Ритуалы двора и обстановка публичных явлений императора шли еще дальше: теперь сюда входили императорский венец, целование края одежд, простирание, проработанный до мелочей пышный придворный церемониал. В римском дворце Палаццо-деи-Консерватори по сей день хранится гигантская голова 12-метровой статуи Константина, которая некогда озирала мир с огромной апсиды своей базилики — dominus, autokrator. Культ императора-сверхчеловека проявился в византийском поклонении правителю, а позднее — в западном царепапизме.
[331]
Разделение военной и гражданской власти достигло своего логического завершения. С упразднением преторианской гвардии префект стал главным гражданским чиновником при императоре, стоя выше любого полководца. Империей обычно управляли четыре префекта, поделив между собой территорию наподобие тетрархии: галльские провинции, Италия, Балканы и Восток. Им подчинялись викарии диоцезов и наместники провинций, как и было установлено при Диоклетиане. Префект играл роль верховного апелляционного судьи и мог выпускать частные эдикты; он располагал собственной казной и обширным штатом чиновников, разделенным на службы, которым руководил его постоянный личный секретарь, принцепс. Уровнем ниже на такие же службы делился штат викариев и наместников; его регулярно пополняли постоянными гражданскими чиновниками с конкретными задачами, которые постепенно поднимались по служебной лестнице по принципу старшинства (в отличие от викариев и наместников, которые, как и современные министры, часто сменялись на своем посту).

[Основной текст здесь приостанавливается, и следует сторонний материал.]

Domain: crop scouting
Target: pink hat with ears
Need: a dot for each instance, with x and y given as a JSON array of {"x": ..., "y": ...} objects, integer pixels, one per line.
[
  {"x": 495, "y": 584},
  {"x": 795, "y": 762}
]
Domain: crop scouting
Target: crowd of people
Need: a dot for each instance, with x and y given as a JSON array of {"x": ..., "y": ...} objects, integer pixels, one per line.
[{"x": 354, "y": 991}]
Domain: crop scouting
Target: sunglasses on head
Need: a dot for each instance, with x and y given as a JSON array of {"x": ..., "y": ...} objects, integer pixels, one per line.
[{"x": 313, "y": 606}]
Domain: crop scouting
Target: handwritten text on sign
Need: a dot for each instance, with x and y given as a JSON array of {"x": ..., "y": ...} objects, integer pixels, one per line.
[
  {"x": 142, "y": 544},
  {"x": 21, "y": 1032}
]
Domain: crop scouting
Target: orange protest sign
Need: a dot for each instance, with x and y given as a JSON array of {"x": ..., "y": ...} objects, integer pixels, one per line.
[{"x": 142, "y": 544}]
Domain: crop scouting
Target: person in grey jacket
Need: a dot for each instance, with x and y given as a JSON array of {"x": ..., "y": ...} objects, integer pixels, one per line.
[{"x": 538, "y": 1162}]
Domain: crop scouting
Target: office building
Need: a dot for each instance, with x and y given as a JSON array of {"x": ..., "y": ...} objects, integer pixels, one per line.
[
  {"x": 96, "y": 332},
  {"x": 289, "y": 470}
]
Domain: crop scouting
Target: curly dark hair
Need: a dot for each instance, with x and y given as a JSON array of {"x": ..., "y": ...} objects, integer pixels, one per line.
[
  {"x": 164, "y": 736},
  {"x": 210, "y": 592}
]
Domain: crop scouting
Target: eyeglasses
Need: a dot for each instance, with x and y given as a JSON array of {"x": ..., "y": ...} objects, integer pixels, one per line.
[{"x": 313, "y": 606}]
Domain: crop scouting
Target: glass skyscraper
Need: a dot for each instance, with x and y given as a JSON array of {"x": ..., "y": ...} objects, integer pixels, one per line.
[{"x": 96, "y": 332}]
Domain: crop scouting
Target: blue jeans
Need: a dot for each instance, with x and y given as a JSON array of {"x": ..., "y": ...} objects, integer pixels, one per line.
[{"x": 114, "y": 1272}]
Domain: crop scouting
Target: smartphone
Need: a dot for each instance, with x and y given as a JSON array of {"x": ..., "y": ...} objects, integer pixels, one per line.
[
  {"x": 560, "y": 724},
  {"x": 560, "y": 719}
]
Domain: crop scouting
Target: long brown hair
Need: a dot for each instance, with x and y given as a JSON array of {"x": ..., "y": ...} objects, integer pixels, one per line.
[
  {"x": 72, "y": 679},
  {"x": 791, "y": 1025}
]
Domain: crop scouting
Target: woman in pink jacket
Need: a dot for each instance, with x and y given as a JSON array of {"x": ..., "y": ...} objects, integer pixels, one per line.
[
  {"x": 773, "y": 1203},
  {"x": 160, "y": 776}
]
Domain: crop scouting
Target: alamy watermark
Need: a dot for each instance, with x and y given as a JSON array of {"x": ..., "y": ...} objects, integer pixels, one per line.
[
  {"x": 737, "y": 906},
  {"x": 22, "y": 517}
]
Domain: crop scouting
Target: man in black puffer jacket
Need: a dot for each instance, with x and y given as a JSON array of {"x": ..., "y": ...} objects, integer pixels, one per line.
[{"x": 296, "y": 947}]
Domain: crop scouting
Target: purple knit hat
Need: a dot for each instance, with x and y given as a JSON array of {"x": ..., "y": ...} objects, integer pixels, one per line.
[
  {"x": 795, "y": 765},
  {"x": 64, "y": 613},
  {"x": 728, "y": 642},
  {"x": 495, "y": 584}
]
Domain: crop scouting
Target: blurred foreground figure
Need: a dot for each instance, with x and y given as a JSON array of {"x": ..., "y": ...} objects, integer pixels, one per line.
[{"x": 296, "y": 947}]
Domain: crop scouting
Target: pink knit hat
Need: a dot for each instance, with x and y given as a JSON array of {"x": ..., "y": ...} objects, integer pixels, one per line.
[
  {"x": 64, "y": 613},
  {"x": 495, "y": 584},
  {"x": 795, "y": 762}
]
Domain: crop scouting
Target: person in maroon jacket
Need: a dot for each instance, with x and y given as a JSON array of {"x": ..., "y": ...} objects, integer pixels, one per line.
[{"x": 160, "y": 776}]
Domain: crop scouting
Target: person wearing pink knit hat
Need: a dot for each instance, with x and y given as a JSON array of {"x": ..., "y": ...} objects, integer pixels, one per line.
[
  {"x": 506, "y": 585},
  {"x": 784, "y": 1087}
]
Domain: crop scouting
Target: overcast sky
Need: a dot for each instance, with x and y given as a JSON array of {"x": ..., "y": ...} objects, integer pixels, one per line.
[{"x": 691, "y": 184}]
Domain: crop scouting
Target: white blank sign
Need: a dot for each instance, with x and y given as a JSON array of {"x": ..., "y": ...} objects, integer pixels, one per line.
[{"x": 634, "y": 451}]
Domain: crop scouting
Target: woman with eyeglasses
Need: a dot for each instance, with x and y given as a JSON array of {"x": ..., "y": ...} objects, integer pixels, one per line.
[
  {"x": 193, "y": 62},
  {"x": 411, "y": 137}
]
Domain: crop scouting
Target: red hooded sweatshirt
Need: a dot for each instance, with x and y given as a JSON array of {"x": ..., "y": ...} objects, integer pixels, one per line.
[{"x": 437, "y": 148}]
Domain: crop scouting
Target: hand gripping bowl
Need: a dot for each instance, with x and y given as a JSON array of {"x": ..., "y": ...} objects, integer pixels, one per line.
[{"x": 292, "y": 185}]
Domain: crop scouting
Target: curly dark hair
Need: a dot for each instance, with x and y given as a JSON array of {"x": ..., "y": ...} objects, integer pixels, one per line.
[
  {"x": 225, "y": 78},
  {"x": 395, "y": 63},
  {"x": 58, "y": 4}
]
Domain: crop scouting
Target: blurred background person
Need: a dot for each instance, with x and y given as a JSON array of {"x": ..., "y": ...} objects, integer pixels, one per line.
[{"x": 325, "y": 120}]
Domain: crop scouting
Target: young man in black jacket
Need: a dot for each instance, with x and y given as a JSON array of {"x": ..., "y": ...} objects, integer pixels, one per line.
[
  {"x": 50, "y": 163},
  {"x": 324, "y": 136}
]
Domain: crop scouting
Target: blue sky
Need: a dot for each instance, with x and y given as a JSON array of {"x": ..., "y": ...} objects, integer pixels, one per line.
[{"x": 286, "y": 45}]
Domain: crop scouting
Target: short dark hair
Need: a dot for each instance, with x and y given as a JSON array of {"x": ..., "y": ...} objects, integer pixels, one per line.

Таким образом, старый римский принцип делегированного управления государством через группу лично отобранных правителем людей наконец уступил место некому подобию китайской бюрократии. А вместе с ней пришла и власть мандарина. Если Диоклетиан заменил на постах наместников провинций сенаторское сословие на всадников и бывших военных, Константин вновь открыл эти посты для сенаторов, но на сей раз — без восстановления прежних привилегий. «Сенаторский» ранг был придан высшим постам в аппарате; сенатором автоматически становился любой, кто доходил до этой ступени власти. Ради целей императорской службы всадническое и сенаторское сословия были слиты в единый новый аристократический класс, clarissimi, которому предстояло разделить между собой управление государством. Но это не был тот тип знати, в котором титул или независимое имущество передавались по наследству: это была аристократия, которая находилась на жалованье у государства и полностью зависела в продвижении и отличиях от императора и его чиновнической машины.
Карьера в армии, теперь уже никак не связанная с гражданской службой, не требовала ровным счетом никакого образования или культуры — лишь умения делать свое дело. Это неизбежно привело не только к расширению пропасти между солдатом и гражданином верхних слоев общества, но и неуклонной «варваризации» армии, где все больше становилась доля германских призывников и наемников. Константин форсировал этот процесс, отдавая предпочтение германцам больше, чем когда-либо ранее. Они составляли основную часть мобильных частей его армии и преобладали в новой элитной «дворцовой» коннице (scholae palatini), созданной Константином в качестве собственных телохранителей. Впервые высшие армейские посты, включая новые должности магистров конницы и пехоты, были открыты для офицеров варварского происхождения. Положение, которое занимали иллирийцы в армии III века, веком позже стали занимать германцы.